Tana instead of Obsidian: Kasimir personally uses Tana (structured PKM with supertags and native local MCP support) rather than Obsidian. The pipeline is identical — only the sync target changes. If you prefer structured fields over free-form markdown, swap the Obsidian MCP for Tana’s local MCP and adjust the document format to use supertags.

Roam Research as the sync target: Roam’s API supports MCP bridging and the bidirectional-link model is well-suited to topic documents that should backlink to each other. Trade-off: Roam is cloud-hosted, not local-first.

Dirk Ohlmeier’s cross-validation: During Kasimir’s demo (2026-03-12), Dirk noted in chat that Kasimir was describing his approach as well — independent convergence on the same pattern from two members building external-brain systems. When two practitioners arrive at the same workflow without coordination, that is a signal the underlying structure is correct, not idiosyncratic.

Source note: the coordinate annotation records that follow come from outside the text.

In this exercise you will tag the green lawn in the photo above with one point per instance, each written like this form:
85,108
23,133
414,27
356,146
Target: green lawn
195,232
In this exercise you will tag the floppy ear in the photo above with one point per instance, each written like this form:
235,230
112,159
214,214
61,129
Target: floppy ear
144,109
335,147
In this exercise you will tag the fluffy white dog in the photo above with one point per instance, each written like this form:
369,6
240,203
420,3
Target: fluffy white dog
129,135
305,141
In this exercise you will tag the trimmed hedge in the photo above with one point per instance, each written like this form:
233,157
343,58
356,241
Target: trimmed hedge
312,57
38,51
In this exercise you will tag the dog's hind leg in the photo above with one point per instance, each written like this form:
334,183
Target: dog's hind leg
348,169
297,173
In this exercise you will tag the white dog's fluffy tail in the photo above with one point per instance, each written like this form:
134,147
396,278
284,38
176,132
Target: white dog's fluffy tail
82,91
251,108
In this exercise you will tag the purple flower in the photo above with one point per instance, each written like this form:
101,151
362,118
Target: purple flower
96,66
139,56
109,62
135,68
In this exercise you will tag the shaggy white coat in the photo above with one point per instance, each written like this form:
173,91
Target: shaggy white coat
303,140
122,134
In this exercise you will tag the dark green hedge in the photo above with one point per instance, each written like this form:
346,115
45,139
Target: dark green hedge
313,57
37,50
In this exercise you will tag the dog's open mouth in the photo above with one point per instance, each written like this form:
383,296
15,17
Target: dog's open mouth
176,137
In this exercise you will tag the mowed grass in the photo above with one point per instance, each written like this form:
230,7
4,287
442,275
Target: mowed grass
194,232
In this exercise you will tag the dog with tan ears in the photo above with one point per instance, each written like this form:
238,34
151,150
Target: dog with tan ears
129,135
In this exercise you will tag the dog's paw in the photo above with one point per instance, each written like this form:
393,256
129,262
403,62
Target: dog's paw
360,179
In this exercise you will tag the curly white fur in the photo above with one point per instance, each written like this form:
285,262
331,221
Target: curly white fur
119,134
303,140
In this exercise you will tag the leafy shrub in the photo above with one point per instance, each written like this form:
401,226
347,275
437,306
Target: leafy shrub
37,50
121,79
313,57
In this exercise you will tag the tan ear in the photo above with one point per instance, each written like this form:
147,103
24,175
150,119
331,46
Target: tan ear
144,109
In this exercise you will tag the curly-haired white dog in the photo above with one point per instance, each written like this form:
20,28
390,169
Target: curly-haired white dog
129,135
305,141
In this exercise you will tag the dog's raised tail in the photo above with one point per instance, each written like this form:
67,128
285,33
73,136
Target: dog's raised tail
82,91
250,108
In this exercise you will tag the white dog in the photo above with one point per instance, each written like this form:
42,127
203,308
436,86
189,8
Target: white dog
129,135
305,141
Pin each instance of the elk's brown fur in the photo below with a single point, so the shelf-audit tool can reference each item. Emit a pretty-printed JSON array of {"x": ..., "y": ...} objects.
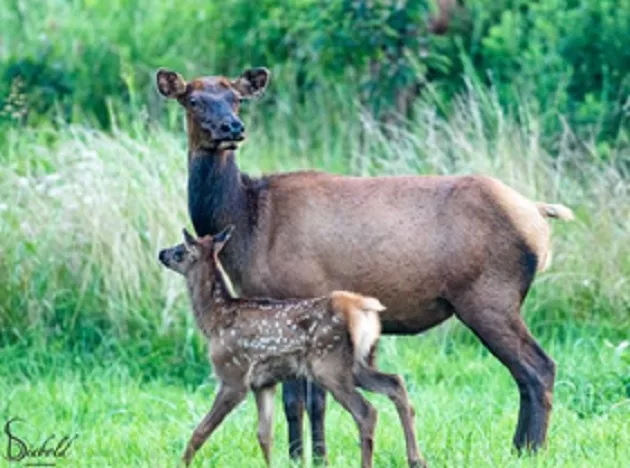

Lighter-weight first version: If the full pipeline feels heavy, start with just Step 1 + Step 3 (export and collapse) into a plain folder of markdown files — skip the MCP and the scheduled scripts on day one. Add the MCP once you have something worth searching. Add the scheduled scripts once the manual rhythm has proven valuable. Build for deletion: every layer of the system should justify itself before the next is added.



Gaps and Open Questions

The following items were underspecified in Kasimir’s demo and should be tightened by anyone implementing this skill:

  • Specific Obsidian MCP implementation: Kasimir referenced “Obsidian via MCP” but did not name a specific server. Multiple community implementations exist; the choice affects setup commands and feature support. Implementer should pick one and document the install path.
  • Exact prompts for the 8 PM and 8 AM scripts: Kasimir described the function of the two scripts but did not share his actual prompts. The samples above are reconstructed from the described behavior, not transcribed from his system.
  • Project export mechanics: Claude Projects do not appear in the top-level export. Kasimir’s “periodic extraction prompt” workaround was described in principle but not demonstrated. Cadence and prompt are left to the implementer.
  • Conflict resolution on re-runs: When the weekly consolidation pass produces an updated version of a topic document that already exists in the vault, the merge behavior is not specified. Default: treat the new version as authoritative and keep the old one as a versioned backup.
  • Tana variant details: Kasimir uses Tana, not Obsidian, in his own setup. The session described the Obsidian-via-MCP version as the demonstrated workflow but did not show his Tana implementation end-to-end.